Data Platform intermittent error 'The system failed to connect to the User Console service. ' 'The remote server returned an error: (401) Unauthorized.'
For me, this has occurred on multiple deployments of Data Platform across customers.
Whether running a Normalization or a Catalog update, sometimes the process will fail, with the Activity Monitor and the BDNA.log showing 'The system failed to connect to the User Console service. Please check the environment and retry.'
On the User Console UX.log the error will be 'The remote server returned an error: (401) Unauthorized.'
This issue appears to be linked to Java caching DNS lookups. On service startup the User Console will do a look up for the Active Directory server, and that IP address will be the one it will use for any authentication queries until the service is restarted.

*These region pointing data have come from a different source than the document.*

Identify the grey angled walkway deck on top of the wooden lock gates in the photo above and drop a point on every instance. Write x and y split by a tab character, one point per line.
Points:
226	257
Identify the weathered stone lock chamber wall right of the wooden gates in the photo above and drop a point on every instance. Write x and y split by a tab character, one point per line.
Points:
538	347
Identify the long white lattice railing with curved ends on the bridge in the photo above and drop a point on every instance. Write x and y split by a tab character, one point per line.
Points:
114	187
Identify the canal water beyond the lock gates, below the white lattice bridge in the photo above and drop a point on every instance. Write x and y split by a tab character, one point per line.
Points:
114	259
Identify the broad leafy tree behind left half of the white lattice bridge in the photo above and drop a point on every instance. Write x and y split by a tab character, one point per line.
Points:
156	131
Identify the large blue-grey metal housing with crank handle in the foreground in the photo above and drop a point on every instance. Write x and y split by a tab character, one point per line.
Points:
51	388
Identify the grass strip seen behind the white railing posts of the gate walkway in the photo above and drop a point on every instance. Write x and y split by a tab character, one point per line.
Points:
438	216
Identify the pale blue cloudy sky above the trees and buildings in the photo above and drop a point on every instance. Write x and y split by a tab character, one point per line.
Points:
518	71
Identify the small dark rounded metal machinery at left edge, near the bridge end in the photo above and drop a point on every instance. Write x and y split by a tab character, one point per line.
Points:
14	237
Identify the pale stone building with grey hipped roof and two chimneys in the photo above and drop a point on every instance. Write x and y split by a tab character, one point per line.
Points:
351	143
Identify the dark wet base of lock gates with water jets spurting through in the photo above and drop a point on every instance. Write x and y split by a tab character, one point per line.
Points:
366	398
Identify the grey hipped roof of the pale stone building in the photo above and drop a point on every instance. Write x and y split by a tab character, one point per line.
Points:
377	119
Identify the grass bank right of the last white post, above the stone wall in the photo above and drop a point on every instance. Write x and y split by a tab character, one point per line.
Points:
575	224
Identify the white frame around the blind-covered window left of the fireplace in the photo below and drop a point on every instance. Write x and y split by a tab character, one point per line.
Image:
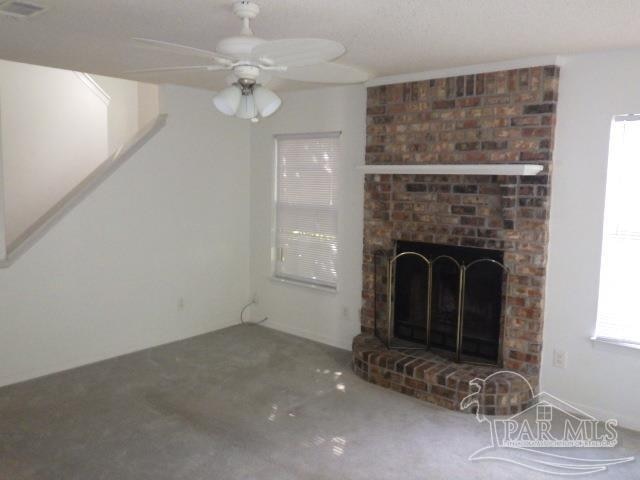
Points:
290	279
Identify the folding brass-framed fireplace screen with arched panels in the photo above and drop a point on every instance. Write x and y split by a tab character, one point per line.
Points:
457	334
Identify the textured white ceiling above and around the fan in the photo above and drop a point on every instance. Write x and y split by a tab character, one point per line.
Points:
382	36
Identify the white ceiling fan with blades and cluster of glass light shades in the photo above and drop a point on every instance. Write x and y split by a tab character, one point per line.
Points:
253	60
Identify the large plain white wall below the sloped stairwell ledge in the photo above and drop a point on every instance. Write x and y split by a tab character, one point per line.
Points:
172	222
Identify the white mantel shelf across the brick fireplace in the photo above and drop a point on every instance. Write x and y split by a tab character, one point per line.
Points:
455	169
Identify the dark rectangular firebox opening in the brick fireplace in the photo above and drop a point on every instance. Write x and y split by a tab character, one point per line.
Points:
482	283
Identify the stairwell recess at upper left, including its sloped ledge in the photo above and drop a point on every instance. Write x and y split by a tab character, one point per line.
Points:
62	133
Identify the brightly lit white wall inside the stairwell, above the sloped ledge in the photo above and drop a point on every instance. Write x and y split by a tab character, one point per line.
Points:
54	133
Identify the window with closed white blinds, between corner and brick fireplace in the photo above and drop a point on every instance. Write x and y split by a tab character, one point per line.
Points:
306	213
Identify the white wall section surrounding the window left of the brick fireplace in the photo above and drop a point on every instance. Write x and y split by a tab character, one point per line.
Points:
332	318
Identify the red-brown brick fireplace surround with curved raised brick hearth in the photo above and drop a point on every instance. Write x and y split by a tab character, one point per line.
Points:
491	118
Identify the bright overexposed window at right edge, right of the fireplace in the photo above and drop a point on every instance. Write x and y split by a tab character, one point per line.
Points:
618	314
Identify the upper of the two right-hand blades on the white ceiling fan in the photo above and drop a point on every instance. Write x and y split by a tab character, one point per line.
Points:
297	52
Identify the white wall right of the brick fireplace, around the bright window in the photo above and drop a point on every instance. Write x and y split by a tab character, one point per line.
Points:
604	379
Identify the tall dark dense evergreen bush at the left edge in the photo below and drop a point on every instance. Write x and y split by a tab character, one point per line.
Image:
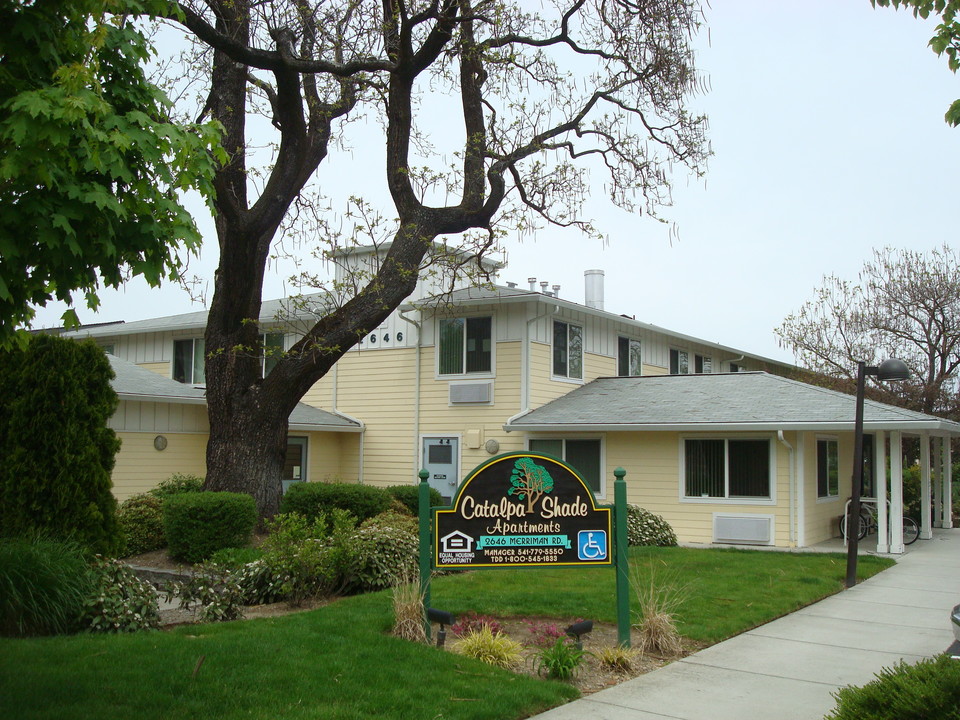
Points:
57	449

The obvious problem here is that Active Directory domain controllers go up and down; AD is supposed to be fault tolerant and allow for this, and applications need to cater for this inevitable scenario. If the User Console service cannot access that cached IP address then it will fail the process. Addtionally, any user access to the User Console will also fail.
A solution here is to set the time to live for the DNS entries the User Console uses to something short. On the User Console, edit the file <install drive>\Program Files\BDNA\User Console\Tools\Java\lib\security\java.security
to something low. I've set it to 15 seconds.
So every 15 seconds it expires whatever is in the DNS cache.